|
Introduction
The following are observations distilled from the
"Scanline Rendering in POV-Ray" discussion thread
at news.povray.org. They discuss in detail the pros
and cons of scanline and raytracer rendering. The
two methods are first described, and then compared.
"Scanline" is a catch-all term for any method that renders
using output buffer polygon rasterization, including
REYES.
Raytracing
Raytracing is the dominant method for rendering
photorealistic scenes. POV-Ray and Rayshade are
examples of raytracers. Hardware implementations
of raytracers exist but tend to be rare.
The idea behind raytracing is to iterate through
the output buffer (screen) pixels and figure out
what part of the scene each of them shows. As a
result, if scene geometry remains constant, render time
increases in linear proportion to the number of
output pixels.
For each screen pixel, an imaginary ray is cast
from the camera into the scene. Intersections between
the ray and scene objects are compared and the closest
one to the camera is used to color the pixel, making
hidden surface removal implicit.
If the object is reflective or transparent/refractive,
a second ray is cast (or bounced off the object)
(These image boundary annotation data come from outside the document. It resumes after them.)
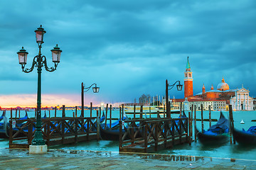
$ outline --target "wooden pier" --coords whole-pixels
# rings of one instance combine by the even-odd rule
[[[43,137],[48,146],[99,140],[96,119],[96,117],[42,119]],[[11,119],[10,125],[12,125],[12,120]],[[16,128],[10,125],[9,147],[29,147],[36,132],[36,119],[16,120]]]
[[[152,118],[125,120],[119,124],[119,152],[153,152],[174,145],[190,143],[188,119]],[[124,130],[124,132],[122,128]]]

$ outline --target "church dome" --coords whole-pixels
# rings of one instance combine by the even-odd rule
[[[221,81],[221,83],[218,84],[217,89],[220,91],[226,91],[229,90],[229,86],[228,84],[225,82],[224,78],[223,77],[223,79]]]

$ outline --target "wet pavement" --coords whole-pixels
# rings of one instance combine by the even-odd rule
[[[256,160],[117,152],[0,148],[0,169],[256,169]]]

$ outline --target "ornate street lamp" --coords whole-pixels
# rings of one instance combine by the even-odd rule
[[[93,93],[99,93],[100,87],[97,86],[96,84],[94,83],[92,85],[90,85],[90,86],[85,88],[83,83],[82,83],[82,91],[82,91],[82,93],[81,93],[81,103],[82,103],[81,116],[82,117],[85,116],[85,114],[84,114],[84,103],[85,103],[84,102],[84,93],[88,91],[93,85],[95,86],[92,87]]]
[[[43,35],[46,33],[46,30],[42,28],[42,26],[35,30],[36,42],[38,45],[39,52],[33,60],[32,67],[30,69],[25,68],[25,65],[27,61],[28,52],[22,47],[21,50],[17,52],[18,56],[19,64],[21,64],[22,72],[25,73],[29,73],[32,72],[34,67],[37,67],[38,71],[38,91],[37,91],[37,108],[36,108],[36,130],[33,140],[32,140],[32,145],[44,145],[46,144],[41,132],[41,72],[42,67],[45,67],[45,69],[48,72],[53,72],[56,70],[58,64],[60,62],[60,54],[62,50],[58,47],[55,47],[50,51],[52,52],[53,62],[54,62],[54,67],[50,68],[48,67],[46,57],[44,55],[41,55],[41,49],[42,44],[43,43]]]
[[[168,83],[168,80],[166,81],[166,117],[169,118],[171,118],[171,107],[170,107],[170,103],[169,101],[169,95],[168,95],[168,91],[171,90],[174,88],[174,85],[178,82],[178,84],[176,85],[177,90],[181,91],[182,90],[182,84],[181,84],[181,81],[178,80],[176,81],[174,84],[169,85]],[[171,87],[170,89],[168,89],[169,87]]]

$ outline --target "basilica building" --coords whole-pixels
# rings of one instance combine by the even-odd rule
[[[204,84],[202,91],[193,95],[193,76],[188,57],[184,73],[184,98],[176,99],[173,102],[183,102],[185,110],[191,110],[192,106],[196,106],[196,110],[228,110],[228,105],[232,105],[233,110],[253,110],[254,98],[249,96],[249,90],[243,86],[240,89],[230,89],[223,77],[218,84],[217,89],[212,85],[210,90],[206,91]],[[174,103],[175,104],[175,103]],[[185,107],[186,105],[186,107]]]

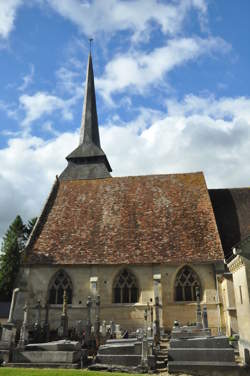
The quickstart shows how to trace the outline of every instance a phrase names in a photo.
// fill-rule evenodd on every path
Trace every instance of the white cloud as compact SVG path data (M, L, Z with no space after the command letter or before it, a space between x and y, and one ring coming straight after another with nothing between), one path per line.
M37 137L13 138L0 149L0 236L17 214L37 216L65 156L77 144L77 135L64 133L49 142Z
M14 21L18 7L23 0L0 1L0 37L7 38L14 28Z
M43 115L50 115L55 111L60 111L65 120L72 120L72 105L75 104L76 97L62 99L46 92L37 92L34 95L21 95L19 102L25 111L23 126L29 126L32 122L40 119Z
M209 53L228 51L230 46L220 38L172 39L150 53L132 52L118 55L105 67L103 77L96 79L96 87L111 102L111 95L129 87L140 93L148 85L164 82L166 73L176 66Z
M190 95L167 105L167 114L142 108L127 125L113 118L100 128L113 176L204 171L210 188L249 186L250 98ZM17 214L39 214L77 144L78 132L46 142L16 136L0 150L0 236Z
M26 74L22 80L22 84L18 87L18 90L20 91L24 91L27 89L27 87L33 82L33 78L34 78L34 73L35 73L35 68L34 68L34 65L31 64L30 66L30 72L28 74Z
M174 3L158 0L45 0L55 11L75 23L88 36L98 32L131 30L133 39L145 39L150 22L156 22L164 34L180 31L190 9L203 17L205 0L180 0Z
to find out what the object is reflecting or letting
show through. Rays can also be cast towards light sources
to determine shadows. Every primitive must provide some
way to test itself with the intersection of a ray.
A Z or depth buffer may also be used to provide
quick redrawing effects after a rendering is completed,
although some raytracers forego such a feature because
the main rendering task does not explicitly require
a Z buffer.
Scanline Rendering
Scanline rendering is the preferred method for
generating most computer graphics in motion pictures.
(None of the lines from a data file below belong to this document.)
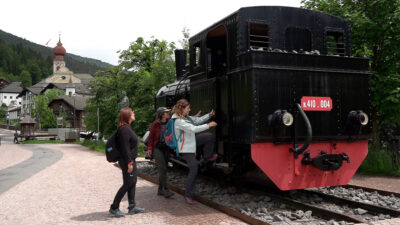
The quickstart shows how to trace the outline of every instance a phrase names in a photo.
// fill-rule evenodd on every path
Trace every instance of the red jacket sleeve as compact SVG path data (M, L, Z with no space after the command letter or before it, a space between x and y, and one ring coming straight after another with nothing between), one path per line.
M156 133L156 126L157 126L157 122L154 121L150 127L149 140L147 141L147 149L149 151L152 151L154 149L154 136Z

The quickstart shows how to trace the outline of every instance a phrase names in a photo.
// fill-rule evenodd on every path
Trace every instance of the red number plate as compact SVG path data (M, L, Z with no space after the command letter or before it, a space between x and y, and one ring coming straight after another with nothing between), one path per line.
M332 107L330 97L304 96L301 98L301 108L304 111L331 111Z

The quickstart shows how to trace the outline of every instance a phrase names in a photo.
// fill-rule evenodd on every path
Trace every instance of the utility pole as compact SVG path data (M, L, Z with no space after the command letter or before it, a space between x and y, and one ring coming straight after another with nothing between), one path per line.
M99 126L100 126L100 112L99 108L97 108L97 136L96 136L96 141L99 140Z

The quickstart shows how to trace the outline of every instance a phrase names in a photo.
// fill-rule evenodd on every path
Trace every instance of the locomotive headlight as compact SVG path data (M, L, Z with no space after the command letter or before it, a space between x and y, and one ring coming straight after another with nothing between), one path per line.
M362 110L351 111L349 113L349 119L353 124L365 126L368 124L368 115Z
M361 125L365 126L368 124L368 115L363 111L358 111L358 120Z
M283 113L282 123L283 123L283 125L285 125L287 127L291 126L293 124L293 115L288 112Z
M268 116L268 121L272 127L291 126L293 124L293 115L286 110L276 110Z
One particular implementation, REYES, is so popular
that it has become almost standard in that industry.
Scanline rendering is also the method used by
video games and most scientific/engineering visualization
software (usually via OpenGL). Scanline algorithms
have also been widely and cheaply implemented
in hardware.
In scanline rendering, drawing is accomplished by
iterating through component parts of scene geometry primitives.
If the number of output pixels remains constant, render
time tends to increase in linear proportion to the
number of primitives. OpenGL and Photorealistic Renderman
are two examples of scanline rendering.
Before drawing, a Z or depth buffer containing as
many pixels as the output buffer is allocated
and initialized. The Z buffer is like a heightfield
facing the camera, and it keeps track of which
scene geometry part is closest to the camera,
making hidden surface removal easy. The Z buffer
may store additional per-pixel attributes, or
other buffers can be allocated to do this (more
on this below). Unless primitives are prearranged
in back-to-front painting order and do not present
pathological depth issues, a Z buffer is mandatory.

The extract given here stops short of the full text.